Federal construction programs have taken a hit totaling several billion dollars under mandatory spending cuts that took effect March 1. Among the construction accounts absorbing the biggest reductions in the budget “sequester” are Dept. of Energy environmental cleanup at former nuclear weapons plants, Environmental Protection Agency water infrastructure and military construction.

Cuts to major construction programs will amount to more than $4 billion, according to an initial ENR review of a March 1 Office of Management and Budget report to Congress on the sequester.

That amount is in line with an early February Associated General Contractors of America report, which estimated that the sequester’s construction cuts “could exceed $4 billion.”

The silver lining for construction is that some infrastructure accounts financed by trust funds are exempt from the sequester, in part or completely. Those exempt programs include most federal-aid highway funding, all Airport Improvement Program construction grants and some transit aid.

All Dept. of Veterans Affairs programs, including VA’s major and minor construction accounts, also are exempt.
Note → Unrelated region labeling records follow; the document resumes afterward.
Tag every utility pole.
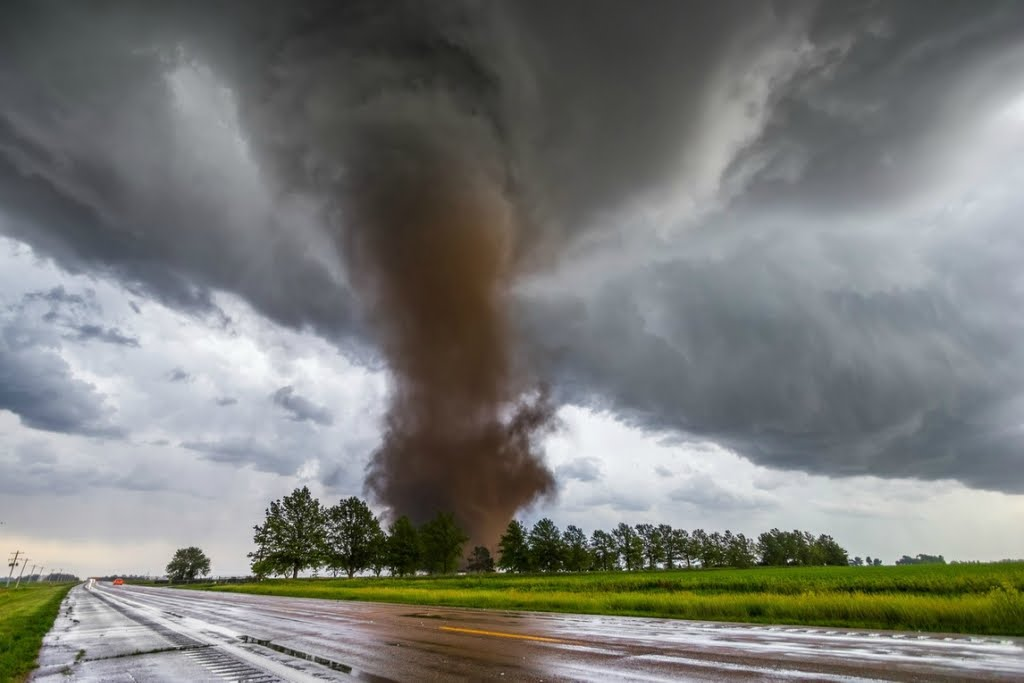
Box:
[14,557,29,588]
[7,550,22,588]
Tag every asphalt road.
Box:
[33,584,1024,683]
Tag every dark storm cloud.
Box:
[0,335,122,437]
[270,385,334,426]
[0,0,1024,495]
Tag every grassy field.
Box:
[195,563,1024,636]
[0,584,74,681]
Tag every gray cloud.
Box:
[270,385,334,426]
[0,2,1024,493]
[180,438,298,475]
[167,368,193,382]
[669,474,777,510]
[555,458,603,481]
[65,324,139,348]
[0,308,122,437]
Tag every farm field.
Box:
[0,583,74,681]
[191,563,1024,636]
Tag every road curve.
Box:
[34,584,1024,683]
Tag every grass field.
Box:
[0,584,74,681]
[194,563,1024,636]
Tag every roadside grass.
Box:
[0,583,74,681]
[190,563,1024,636]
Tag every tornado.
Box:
[234,3,556,547]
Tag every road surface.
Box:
[33,584,1024,683]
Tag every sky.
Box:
[0,1,1024,575]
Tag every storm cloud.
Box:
[0,2,1024,502]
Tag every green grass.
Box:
[194,563,1024,636]
[0,584,74,681]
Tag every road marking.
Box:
[440,626,565,643]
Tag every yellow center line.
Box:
[440,626,565,643]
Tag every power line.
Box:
[7,550,22,588]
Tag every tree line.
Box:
[249,486,850,579]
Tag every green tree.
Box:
[466,546,495,572]
[611,522,643,571]
[387,515,423,577]
[370,519,388,577]
[249,486,325,579]
[167,546,210,582]
[498,519,530,573]
[529,517,564,571]
[562,524,591,571]
[636,524,665,569]
[666,528,693,569]
[325,496,381,579]
[590,529,618,571]
[420,512,469,573]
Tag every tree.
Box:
[387,515,423,577]
[498,519,530,573]
[562,524,591,571]
[325,496,381,579]
[466,546,495,572]
[666,528,694,569]
[167,546,210,582]
[249,486,325,579]
[370,519,388,577]
[420,512,469,573]
[636,524,665,569]
[529,517,564,571]
[611,522,643,571]
[590,529,618,571]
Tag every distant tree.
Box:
[325,496,381,579]
[590,529,618,571]
[814,533,850,567]
[657,524,679,569]
[635,524,665,569]
[466,546,495,572]
[562,524,591,571]
[249,486,325,579]
[387,515,422,577]
[896,553,946,564]
[611,522,643,571]
[666,528,695,569]
[723,529,758,569]
[528,517,564,571]
[420,512,469,573]
[370,519,388,577]
[167,546,210,582]
[498,519,530,573]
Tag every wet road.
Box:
[34,584,1024,683]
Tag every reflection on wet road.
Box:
[35,584,1024,681]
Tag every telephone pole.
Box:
[7,550,22,588]
[14,557,29,588]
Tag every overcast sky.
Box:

But the sequester has particularly bad news for New Jersey, New York and other Mid-Atlantic states starting to rebuild from the devastation caused by Hurricane Sandy last fall. In January, Congress approved, and President Obama signed, a bill providing $50 billion for relief, repairs and reconstruction after natural disasters, principally Sandy.

But the sequester slices $545 million from the $10.9 billion the Sandy spending measure contained in emergency transit aid and $101 million from its $2-billion allocation for highways.

In all, the sequestration directive that Obama signed late on March 1 requires $85.3 billion in spending reductions, divided evenly between defense and non-defense programs, according to OMB report. Unless Congress acts to undo, modify or postpone the sequester, its cuts remain in place through Sept. 30, the end of the current fiscal year.

The impact on specific federal construction contracts was not immediately clear. OMB Controller Danny Werfel said in a Feb. 27 memo to agencies,  “As a general matter, agencies should only enter into new contracts or exercise options when they support high-priority initiatives or where failure to do so would expose the government to significantly greater costs in the future.”